Wingate then applied an antiquated 19th-century anti-gambling statute to that sum, in addition to affirming Kentucky’s right to collect said damages, bringing the original judgment to $870 million. Interest continues to accrue on that judgment at a rate of more than a half million dollars per day.

SCOTUS appeal is PokerStars’ next step

In late March, Flutter announced in a regulatory update that it was “potentially appealing the ruling of the case to the US Supreme Court.” The Herald-Leader’s report on Tuesday’s Kentucky hearing asserts that Flutter has since submitted its appeal.

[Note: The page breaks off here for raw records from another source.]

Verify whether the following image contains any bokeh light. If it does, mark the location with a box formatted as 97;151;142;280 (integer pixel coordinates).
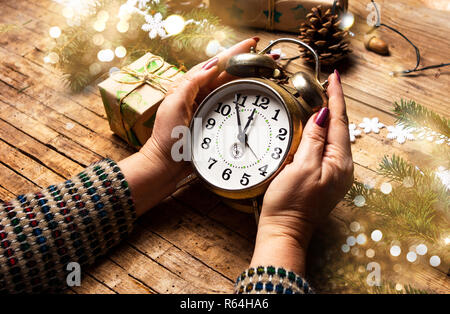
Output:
406;252;417;263
380;182;392;194
97;49;114;62
356;233;367;245
339;11;355;30
93;20;106;32
205;40;225;57
49;26;61;38
389;245;402;257
370;230;383;242
97;10;109;23
116;20;130;33
416;243;428;255
89;62;102;76
366;249;375;258
353;195;366;207
62;7;74;19
114;46;127;58
164;14;185;36
92;34;105;46
341;244;350;253
350;221;361;232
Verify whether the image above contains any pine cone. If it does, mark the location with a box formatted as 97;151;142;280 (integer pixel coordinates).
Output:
298;5;351;65
167;0;205;12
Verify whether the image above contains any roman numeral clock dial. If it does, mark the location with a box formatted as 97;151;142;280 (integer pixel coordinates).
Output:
191;81;292;196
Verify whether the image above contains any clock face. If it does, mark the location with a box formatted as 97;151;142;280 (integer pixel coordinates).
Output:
191;80;292;191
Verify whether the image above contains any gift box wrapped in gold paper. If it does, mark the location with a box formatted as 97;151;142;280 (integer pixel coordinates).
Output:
209;0;348;33
98;53;184;148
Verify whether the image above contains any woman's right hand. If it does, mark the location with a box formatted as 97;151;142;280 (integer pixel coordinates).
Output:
251;71;353;274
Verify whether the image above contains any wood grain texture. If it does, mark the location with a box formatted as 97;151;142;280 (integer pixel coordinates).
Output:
0;0;450;294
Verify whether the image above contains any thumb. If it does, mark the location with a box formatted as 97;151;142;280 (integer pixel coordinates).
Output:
293;108;330;169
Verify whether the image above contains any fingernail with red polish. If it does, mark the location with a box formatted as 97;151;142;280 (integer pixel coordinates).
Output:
202;57;219;70
316;108;330;128
269;53;280;60
334;70;341;83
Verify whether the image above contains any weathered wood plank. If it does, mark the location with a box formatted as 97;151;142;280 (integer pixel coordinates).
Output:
0;77;132;160
0;99;101;166
0;120;83;178
0;140;64;187
140;198;253;281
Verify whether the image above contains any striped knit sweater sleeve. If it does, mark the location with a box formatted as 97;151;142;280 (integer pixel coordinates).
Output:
0;159;136;293
234;266;314;294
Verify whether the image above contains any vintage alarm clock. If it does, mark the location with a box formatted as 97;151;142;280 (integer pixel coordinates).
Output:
190;38;328;219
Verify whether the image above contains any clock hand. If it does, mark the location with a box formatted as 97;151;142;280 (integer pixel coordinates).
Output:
235;104;245;148
245;141;258;160
243;109;256;134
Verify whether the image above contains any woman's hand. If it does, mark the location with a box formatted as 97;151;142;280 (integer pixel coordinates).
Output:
119;37;259;216
251;71;353;274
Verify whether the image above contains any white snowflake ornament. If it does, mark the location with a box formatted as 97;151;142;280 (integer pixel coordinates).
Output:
142;12;167;39
359;118;384;134
348;123;361;143
386;124;415;144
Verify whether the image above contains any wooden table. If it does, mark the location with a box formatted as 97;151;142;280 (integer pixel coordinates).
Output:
0;0;450;293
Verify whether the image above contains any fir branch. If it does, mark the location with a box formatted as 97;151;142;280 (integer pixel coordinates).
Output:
378;154;424;182
345;155;450;243
393;99;450;138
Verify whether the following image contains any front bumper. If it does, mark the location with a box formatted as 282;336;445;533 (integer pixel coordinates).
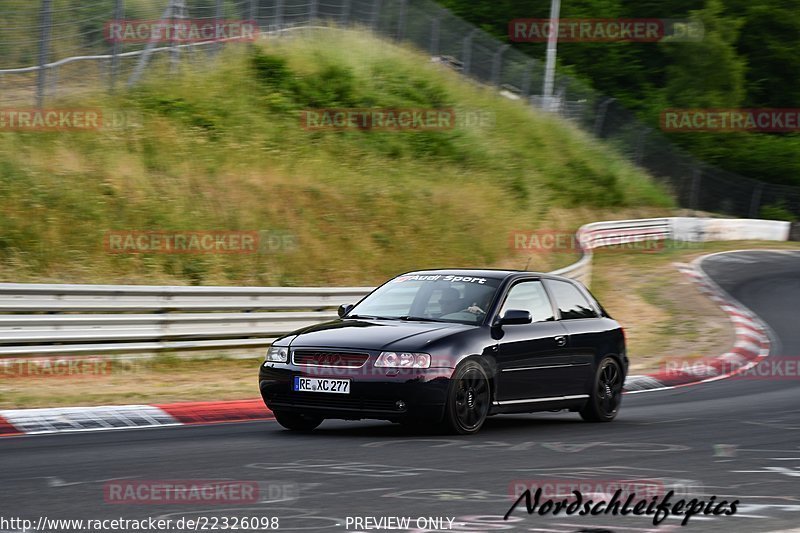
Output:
259;361;453;422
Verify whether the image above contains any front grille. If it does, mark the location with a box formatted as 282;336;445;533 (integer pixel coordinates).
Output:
292;350;369;368
267;393;403;413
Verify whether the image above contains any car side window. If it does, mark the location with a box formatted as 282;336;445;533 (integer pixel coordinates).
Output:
500;281;555;322
547;280;597;320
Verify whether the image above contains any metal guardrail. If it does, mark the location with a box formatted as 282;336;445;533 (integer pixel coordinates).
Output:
0;283;372;356
0;218;793;357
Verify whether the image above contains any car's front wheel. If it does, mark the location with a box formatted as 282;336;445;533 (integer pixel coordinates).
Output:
580;357;623;422
445;361;490;435
272;411;324;431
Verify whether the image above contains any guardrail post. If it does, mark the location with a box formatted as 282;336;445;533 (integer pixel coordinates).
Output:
36;0;53;107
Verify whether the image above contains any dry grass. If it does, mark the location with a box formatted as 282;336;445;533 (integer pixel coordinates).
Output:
0;237;800;409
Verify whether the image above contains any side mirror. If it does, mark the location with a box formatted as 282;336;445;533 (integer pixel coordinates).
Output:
495;309;533;326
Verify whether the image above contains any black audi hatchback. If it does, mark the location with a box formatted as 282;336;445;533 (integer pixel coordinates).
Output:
259;270;628;433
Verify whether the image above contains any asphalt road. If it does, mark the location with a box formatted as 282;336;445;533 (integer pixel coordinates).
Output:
0;252;800;532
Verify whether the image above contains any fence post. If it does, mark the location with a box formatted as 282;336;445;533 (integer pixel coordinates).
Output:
750;183;764;218
342;0;350;26
128;0;174;87
372;0;381;32
689;167;703;211
520;59;536;99
275;0;283;31
397;0;408;41
492;44;511;87
308;0;319;24
36;0;53;107
430;11;442;57
110;0;125;93
214;0;222;53
461;28;478;76
594;97;616;137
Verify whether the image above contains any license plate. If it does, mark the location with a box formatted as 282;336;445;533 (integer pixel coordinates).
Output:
294;376;350;394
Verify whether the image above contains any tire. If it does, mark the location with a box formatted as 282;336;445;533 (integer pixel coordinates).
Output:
444;360;491;435
272;411;324;431
580;357;623;422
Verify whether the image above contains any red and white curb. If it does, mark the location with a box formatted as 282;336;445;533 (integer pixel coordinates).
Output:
0;254;770;437
625;256;770;394
0;398;273;436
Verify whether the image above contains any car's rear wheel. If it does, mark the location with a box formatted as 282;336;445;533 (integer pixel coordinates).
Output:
272;411;324;431
445;361;490;435
580;357;623;422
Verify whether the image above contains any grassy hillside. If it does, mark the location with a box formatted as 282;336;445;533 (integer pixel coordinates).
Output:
0;30;672;285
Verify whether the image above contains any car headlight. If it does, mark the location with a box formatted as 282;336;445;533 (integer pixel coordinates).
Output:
375;352;431;368
267;346;289;363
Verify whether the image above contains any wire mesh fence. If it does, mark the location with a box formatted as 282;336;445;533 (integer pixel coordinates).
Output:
0;0;800;217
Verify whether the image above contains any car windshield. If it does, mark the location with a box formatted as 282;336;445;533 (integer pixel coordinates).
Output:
348;274;501;324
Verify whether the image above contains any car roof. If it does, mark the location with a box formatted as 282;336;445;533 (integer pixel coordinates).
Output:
401;268;574;281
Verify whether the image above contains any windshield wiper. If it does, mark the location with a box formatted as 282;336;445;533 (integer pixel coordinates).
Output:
397;315;444;322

However, though it appears such an appeal attempt will occur, Flutter has not announced such on its own corporate site, nor does any appeal attempt appear in the US’s federal-court system’s online database. Even if Flutter does attempt to appeal to SCOTUS, that court accepts only a tiny percentage of cases it is asked to review. Nonetheless, the exorbitant nature of the judgment’s total relative to any actual damages incurred is one of several issues that may pique the US Supreme Court’s interest in hearing the case.

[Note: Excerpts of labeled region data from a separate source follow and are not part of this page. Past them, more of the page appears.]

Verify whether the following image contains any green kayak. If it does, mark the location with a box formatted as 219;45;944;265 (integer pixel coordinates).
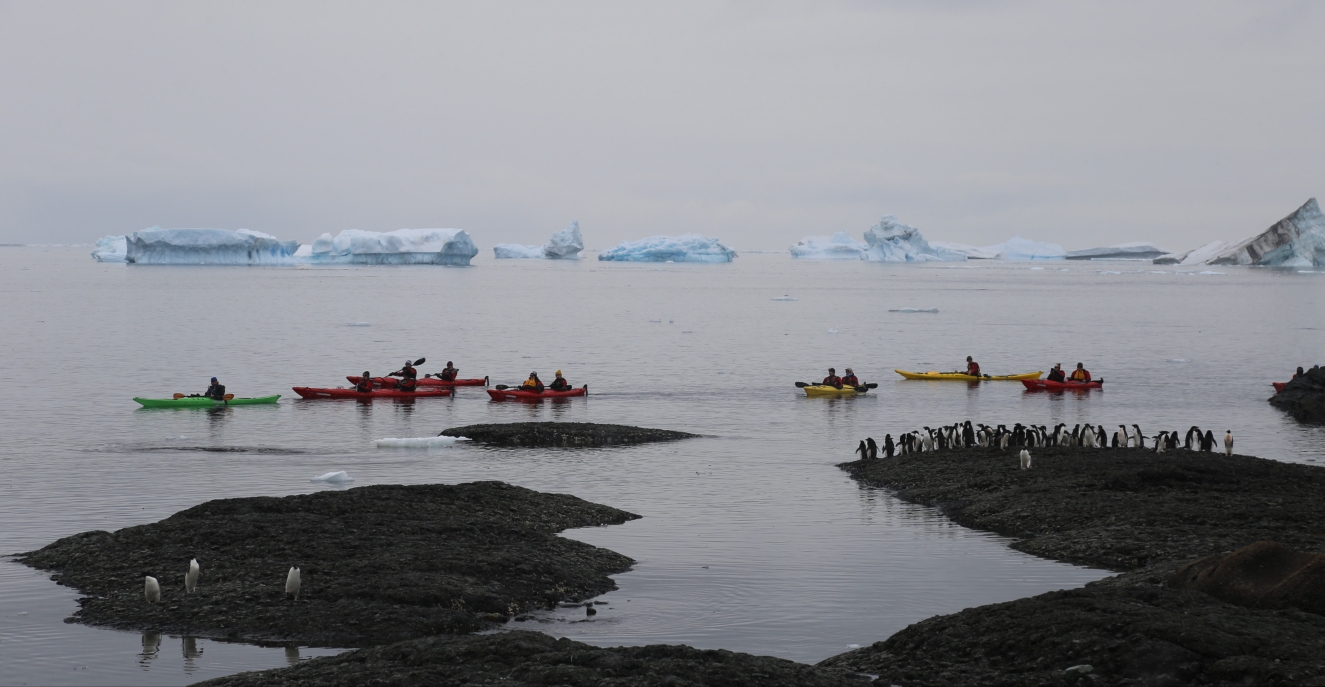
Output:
134;394;281;408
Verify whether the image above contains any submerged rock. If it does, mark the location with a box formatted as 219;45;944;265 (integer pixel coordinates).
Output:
197;630;871;687
1269;365;1325;424
20;481;639;646
440;422;698;447
1155;198;1325;267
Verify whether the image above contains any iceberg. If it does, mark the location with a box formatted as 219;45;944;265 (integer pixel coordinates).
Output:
1067;243;1169;260
791;231;869;260
1154;198;1325;267
598;233;737;263
307;229;478;265
493;220;584;260
124;227;299;265
91;236;129;263
861;215;966;263
984;236;1068;260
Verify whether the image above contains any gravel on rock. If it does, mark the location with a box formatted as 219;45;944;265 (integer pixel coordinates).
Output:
19;481;639;646
441;422;697;447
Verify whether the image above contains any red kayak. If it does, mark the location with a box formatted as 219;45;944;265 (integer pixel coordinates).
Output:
488;385;588;401
346;375;488;386
294;386;451;401
1022;379;1104;391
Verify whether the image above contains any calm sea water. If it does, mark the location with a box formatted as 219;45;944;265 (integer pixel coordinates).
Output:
0;247;1325;684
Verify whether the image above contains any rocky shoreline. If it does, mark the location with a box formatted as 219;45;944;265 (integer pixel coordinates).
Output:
19;481;639;646
820;448;1325;687
440;422;698;447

Flutter asserts other remedies remain

Whether or not SCOTUS accepts the case, other circumstances suggest that Kentucky will have difficulty collecting the full value of the existing judgment. According to the Herald-Leader, Kentucky must attempt to collect that judgment in the United Kingdom, where Flutter is domiciled, and where different rules apply.

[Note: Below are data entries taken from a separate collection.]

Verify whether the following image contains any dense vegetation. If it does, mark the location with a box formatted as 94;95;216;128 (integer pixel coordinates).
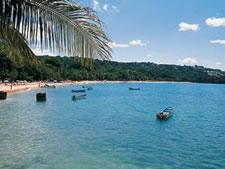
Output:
0;56;225;83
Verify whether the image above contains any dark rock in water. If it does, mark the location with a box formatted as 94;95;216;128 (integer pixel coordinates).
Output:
0;91;7;100
36;93;46;102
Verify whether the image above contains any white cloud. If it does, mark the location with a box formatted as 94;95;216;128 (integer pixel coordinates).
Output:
216;62;223;66
210;39;225;45
109;42;129;48
109;40;149;48
92;0;101;11
179;57;198;65
111;5;120;12
103;4;109;11
146;53;152;58
179;22;200;32
129;40;146;46
205;17;225;27
92;0;119;12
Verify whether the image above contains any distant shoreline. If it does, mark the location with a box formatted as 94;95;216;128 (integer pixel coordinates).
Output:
0;81;192;95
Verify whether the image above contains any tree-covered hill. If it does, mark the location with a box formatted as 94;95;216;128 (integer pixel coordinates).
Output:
0;56;225;83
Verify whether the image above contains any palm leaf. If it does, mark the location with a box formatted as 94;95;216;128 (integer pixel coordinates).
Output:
0;21;39;65
0;0;112;59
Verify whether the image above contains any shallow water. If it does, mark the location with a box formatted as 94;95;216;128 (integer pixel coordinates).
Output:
0;83;225;169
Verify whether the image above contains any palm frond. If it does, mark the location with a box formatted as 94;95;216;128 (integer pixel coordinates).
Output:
0;21;39;65
0;0;112;59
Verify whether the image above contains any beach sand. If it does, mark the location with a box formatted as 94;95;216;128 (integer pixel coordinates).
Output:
0;81;189;94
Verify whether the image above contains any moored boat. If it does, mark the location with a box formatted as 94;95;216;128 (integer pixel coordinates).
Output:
156;107;173;120
72;94;86;101
41;84;56;89
72;89;86;93
82;86;93;90
129;87;141;90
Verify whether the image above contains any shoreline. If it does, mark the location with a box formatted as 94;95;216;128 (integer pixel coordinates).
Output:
0;80;192;95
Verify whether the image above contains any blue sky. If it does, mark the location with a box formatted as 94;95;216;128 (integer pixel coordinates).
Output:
79;0;225;70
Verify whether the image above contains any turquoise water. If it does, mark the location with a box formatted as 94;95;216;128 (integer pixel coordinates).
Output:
0;83;225;169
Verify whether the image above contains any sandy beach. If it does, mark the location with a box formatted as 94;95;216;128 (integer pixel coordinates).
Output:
0;81;190;94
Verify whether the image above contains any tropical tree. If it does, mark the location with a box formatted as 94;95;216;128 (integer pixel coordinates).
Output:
0;0;112;63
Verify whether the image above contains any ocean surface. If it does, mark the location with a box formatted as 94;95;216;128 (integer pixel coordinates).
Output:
0;83;225;169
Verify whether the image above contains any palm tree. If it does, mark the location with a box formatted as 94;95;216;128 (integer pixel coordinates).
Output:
0;0;112;63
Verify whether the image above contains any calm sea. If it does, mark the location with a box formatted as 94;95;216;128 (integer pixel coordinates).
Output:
0;83;225;169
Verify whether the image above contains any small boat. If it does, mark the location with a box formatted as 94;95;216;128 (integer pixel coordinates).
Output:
72;94;86;101
82;86;93;90
72;89;86;93
41;84;56;89
129;87;141;90
156;107;173;120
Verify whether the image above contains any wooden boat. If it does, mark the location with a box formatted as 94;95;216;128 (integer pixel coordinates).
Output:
72;89;86;93
156;107;173;120
41;84;56;89
129;87;141;90
82;86;93;90
72;94;86;101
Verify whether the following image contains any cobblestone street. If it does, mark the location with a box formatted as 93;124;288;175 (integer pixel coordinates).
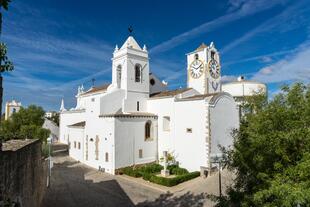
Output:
42;146;232;207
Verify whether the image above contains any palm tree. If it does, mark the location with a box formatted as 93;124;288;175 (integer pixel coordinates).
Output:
0;0;14;122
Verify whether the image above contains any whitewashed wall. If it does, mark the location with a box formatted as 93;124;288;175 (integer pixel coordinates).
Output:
173;100;208;171
59;111;85;144
69;127;84;162
210;94;239;156
115;118;157;169
148;97;175;157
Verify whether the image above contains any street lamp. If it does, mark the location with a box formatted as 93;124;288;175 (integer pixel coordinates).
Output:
47;137;53;187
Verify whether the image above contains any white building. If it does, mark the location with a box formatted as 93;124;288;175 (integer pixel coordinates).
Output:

“The statute in the United Kingdom treats the entire judgment as void and unenforceable,” Flutter’s Kentucky counsel Sheryl Snyder told the court. “So the simple point is, my client believes that when you get to the United Kingdom to collect, they won’t let you domesticate the judgment.”

Whether the Kentucky judgment would be nullified in whole remains to be seen, but it is among the possibilities that may induce both sides to settle for an intermediate amount.

Kentucky’s lawyers also asserted that Flutter is currently “hiding” assets connected to PokerStars, and the state asked Judge Wingate to increase the ordered surety bond behind the $100 million already ordered transferred to the state. However, that $100 million is already the maximum bond called for under Kentucky state law.

Flutter may seek default waivers from investors

Given the wide range of financial outcomes, Flutter has also begin exploring getting consent requests from “certain events of default” in the case one of the worst possibilities should become the case’s final outcome. According to Moody’s Investors Service, in a paywalled update, Flutter began sending such waivers to certain creditors, including some loanholders and entities holding senior unsecured notes.

Moody’s also noted that while it rated recent developments in the Kentucky case as “credit negative,” it appears that Flutter could weather even the worst financial outcome. According to the investment-news outlet, Flutter has over $830 million in cash and over $520 million in revolving credit already available, in addition to the $100 million bond posted by Amaya in 2016.

The Moody’s update notes that Flutter retains several options, but that it also “highly unusual and unexpected” for a company with Flutter Entertainment’s high credit rating to face such a heavy financial hit.

Flutter acquired PokerStars after the initial Kentucky judgment had been tossed out but before it was reinstated by that state’s Supreme Court on a narrow 4-3 vote.